Unsecured Credit Agreement
On September 25, 2012, we entered into a five-year unsecured credit agreement (the "Credit Agreement"), which provides
for a $500 million revolving line of credit (the "Revolver"). Borrowings under the Revolver bear interest at a floating rate per
annum based upon the alternate base rate ("ABR") or the Eurodollar rate, in each case plus an applicable margin which varies
based upon our debt ratings. Rates range from 0.000% to 0.300% for ABR loans and from 0.795% to 1.300% for Eurodollar loans.
The ABR is defined as the greater of (a) JPMorgan Chase Bank's prime rate, (b) the federal funds effective rate plus 0.500% and
(c) the adjusted LIBOR for a one month interest period. The adjusted LIBOR is the London interbank offered rate for dollars
adjusted for a statutory reserve rate set by the Board of Governors of the U.S. Federal Reserve System.
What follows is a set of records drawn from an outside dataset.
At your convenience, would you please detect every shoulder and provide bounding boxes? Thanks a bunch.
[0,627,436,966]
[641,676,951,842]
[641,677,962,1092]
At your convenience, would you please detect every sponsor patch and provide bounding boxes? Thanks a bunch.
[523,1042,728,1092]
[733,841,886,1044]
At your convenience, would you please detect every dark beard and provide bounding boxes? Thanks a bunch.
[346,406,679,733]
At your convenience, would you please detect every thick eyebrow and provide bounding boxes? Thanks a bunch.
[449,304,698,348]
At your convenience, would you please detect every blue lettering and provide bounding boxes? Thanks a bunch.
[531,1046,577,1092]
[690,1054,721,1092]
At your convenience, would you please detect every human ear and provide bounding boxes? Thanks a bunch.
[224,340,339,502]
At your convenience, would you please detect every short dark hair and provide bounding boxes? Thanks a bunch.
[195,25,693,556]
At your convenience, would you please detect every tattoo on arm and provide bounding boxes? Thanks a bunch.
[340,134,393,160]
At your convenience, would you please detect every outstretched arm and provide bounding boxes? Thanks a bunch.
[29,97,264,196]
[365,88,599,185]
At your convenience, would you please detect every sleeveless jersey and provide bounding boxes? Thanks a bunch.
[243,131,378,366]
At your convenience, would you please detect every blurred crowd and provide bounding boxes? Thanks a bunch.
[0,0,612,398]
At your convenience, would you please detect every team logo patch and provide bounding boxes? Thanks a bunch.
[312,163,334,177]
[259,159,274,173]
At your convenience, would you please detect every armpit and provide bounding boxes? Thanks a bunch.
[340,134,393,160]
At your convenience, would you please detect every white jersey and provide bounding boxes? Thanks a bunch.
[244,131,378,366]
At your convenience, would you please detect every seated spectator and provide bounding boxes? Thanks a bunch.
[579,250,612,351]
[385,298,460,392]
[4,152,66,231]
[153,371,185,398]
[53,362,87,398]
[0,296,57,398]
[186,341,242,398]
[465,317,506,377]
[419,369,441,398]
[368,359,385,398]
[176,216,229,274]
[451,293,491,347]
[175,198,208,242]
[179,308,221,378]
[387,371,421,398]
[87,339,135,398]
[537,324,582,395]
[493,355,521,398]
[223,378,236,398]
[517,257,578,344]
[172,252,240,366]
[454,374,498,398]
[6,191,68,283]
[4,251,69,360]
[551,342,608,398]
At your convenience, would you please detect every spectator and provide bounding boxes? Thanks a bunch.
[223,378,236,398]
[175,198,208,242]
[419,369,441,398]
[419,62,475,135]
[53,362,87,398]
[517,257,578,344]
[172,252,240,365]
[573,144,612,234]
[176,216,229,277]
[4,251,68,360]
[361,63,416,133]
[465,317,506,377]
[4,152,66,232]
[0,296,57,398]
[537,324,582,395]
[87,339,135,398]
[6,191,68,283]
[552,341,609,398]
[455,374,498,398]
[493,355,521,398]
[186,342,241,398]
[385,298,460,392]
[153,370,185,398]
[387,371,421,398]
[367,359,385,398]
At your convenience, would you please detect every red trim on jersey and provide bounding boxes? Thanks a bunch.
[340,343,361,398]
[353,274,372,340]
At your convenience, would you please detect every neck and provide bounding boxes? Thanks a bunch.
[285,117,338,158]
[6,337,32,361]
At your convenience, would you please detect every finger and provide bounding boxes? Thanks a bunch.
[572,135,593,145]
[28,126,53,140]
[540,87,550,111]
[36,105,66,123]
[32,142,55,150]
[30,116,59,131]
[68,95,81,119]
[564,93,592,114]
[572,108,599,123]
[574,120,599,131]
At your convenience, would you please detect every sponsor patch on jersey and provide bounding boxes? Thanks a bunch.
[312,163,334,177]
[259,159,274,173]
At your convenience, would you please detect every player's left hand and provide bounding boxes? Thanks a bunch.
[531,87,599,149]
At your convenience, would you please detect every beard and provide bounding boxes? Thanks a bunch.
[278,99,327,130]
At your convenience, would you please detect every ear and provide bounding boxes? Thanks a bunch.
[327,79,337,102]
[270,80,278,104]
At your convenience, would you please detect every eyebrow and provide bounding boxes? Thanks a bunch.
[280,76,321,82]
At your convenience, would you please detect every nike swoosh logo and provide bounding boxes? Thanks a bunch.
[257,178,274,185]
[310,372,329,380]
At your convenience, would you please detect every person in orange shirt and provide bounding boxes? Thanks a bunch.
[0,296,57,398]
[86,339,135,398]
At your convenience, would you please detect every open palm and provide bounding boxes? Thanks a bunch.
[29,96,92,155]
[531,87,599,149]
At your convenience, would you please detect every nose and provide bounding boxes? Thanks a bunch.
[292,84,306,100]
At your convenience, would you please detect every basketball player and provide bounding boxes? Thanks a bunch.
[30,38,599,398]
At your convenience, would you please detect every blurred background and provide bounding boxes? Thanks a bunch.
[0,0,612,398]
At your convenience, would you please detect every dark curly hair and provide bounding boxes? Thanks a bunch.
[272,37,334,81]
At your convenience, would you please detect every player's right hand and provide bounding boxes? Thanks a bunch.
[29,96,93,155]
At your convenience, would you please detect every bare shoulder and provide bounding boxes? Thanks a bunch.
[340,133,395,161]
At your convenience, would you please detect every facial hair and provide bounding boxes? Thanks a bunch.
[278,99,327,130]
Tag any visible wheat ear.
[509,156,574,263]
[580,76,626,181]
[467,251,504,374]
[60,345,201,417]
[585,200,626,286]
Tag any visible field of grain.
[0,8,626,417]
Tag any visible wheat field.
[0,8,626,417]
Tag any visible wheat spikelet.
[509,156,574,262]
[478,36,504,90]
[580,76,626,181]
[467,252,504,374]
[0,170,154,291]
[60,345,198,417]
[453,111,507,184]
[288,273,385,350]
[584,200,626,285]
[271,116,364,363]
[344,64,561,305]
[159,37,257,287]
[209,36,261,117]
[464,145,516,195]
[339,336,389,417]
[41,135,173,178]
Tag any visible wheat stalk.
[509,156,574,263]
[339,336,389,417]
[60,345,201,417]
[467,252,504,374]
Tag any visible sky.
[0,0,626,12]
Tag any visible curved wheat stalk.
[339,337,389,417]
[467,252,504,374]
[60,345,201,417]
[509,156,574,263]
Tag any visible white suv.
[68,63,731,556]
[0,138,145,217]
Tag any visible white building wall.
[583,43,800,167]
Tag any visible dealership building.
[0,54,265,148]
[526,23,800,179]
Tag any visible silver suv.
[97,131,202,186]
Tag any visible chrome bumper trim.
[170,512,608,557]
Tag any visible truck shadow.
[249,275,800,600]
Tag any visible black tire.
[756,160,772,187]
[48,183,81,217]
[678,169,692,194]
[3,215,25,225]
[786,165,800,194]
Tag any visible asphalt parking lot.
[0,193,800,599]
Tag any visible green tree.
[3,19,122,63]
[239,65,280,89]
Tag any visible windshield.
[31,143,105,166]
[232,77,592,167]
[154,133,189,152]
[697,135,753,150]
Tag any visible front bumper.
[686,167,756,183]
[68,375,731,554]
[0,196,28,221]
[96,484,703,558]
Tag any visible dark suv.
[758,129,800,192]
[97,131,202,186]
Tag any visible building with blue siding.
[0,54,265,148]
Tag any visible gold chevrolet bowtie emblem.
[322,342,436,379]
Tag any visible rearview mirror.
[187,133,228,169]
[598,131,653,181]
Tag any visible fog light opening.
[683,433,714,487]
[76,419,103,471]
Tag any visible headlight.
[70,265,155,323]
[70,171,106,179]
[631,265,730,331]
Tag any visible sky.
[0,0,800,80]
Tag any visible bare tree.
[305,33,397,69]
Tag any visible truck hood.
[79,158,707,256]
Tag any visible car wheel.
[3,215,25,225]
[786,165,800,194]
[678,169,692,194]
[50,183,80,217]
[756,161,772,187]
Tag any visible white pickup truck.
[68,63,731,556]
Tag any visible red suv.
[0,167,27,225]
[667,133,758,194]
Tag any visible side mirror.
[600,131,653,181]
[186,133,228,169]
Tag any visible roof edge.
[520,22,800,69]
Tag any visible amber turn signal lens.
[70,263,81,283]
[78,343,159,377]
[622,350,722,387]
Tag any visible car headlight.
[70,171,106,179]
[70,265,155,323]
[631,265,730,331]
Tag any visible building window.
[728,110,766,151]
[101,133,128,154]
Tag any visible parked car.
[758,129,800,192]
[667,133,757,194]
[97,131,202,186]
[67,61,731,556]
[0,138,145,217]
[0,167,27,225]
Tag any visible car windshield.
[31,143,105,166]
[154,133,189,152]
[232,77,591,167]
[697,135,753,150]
Additionally, the Revolver is available for the issuance of letters of credit and swingline advances not to exceed $75 million
and $50 million, respectively. Swingline advances will accrue interest at a rate equal to the ABR plus the applicable margin. Letters
of credit and swingline advances will reduce, on a dollar for dollar basis, the amount available under the Revolver.
The following table provides amounts utilized and available under the Revolver and each sublimit arrangement type as of
December 31, 2014 (in millions):
Amount Utilized Balances Available
Revolver $ — $ 499
Letters of credit 1 74
Swingline advances 50
The Credit Agreement further provides that we may request at any time, subject to the satisfaction of certain conditions, that
the aggregate commitments under the facility be increased by a total amount not to exceed $250 million.
The Credit Agreement's representations, warranties, covenants and events of default are generally customary for investment
grade credit and include a covenant that requires us to maintain a ratio of consolidated total debt (as defined in the Credit Agreement)
to annualized consolidated EBITDA (as defined in the Credit Agreement) of no more than 3.00 to 1.00, tested quarterly. Upon the
occurrence of an event of default, among other things, amounts outstanding under the Credit Agreement may be accelerated and
the commitments may be terminated. Our obligations under the Credit Agreement are guaranteed by certain of our direct and
indirect domestic subsidiaries on the terms set forth in the Credit Agreement. The Credit Agreement has a maturity date of
September 25, 2017; however, with the consent of lenders holding more than 50% of the total commitments under the Credit
Agreement and subject to the satisfaction of certain conditions, we may extend the maturity date for up to two additional one-year
terms.
An unused commitment fee is payable quarterly to the lenders on the unused portion of the commitments available under the
Revolver equal to 0.08% to 0.20% per annum, depending upon our debt ratings.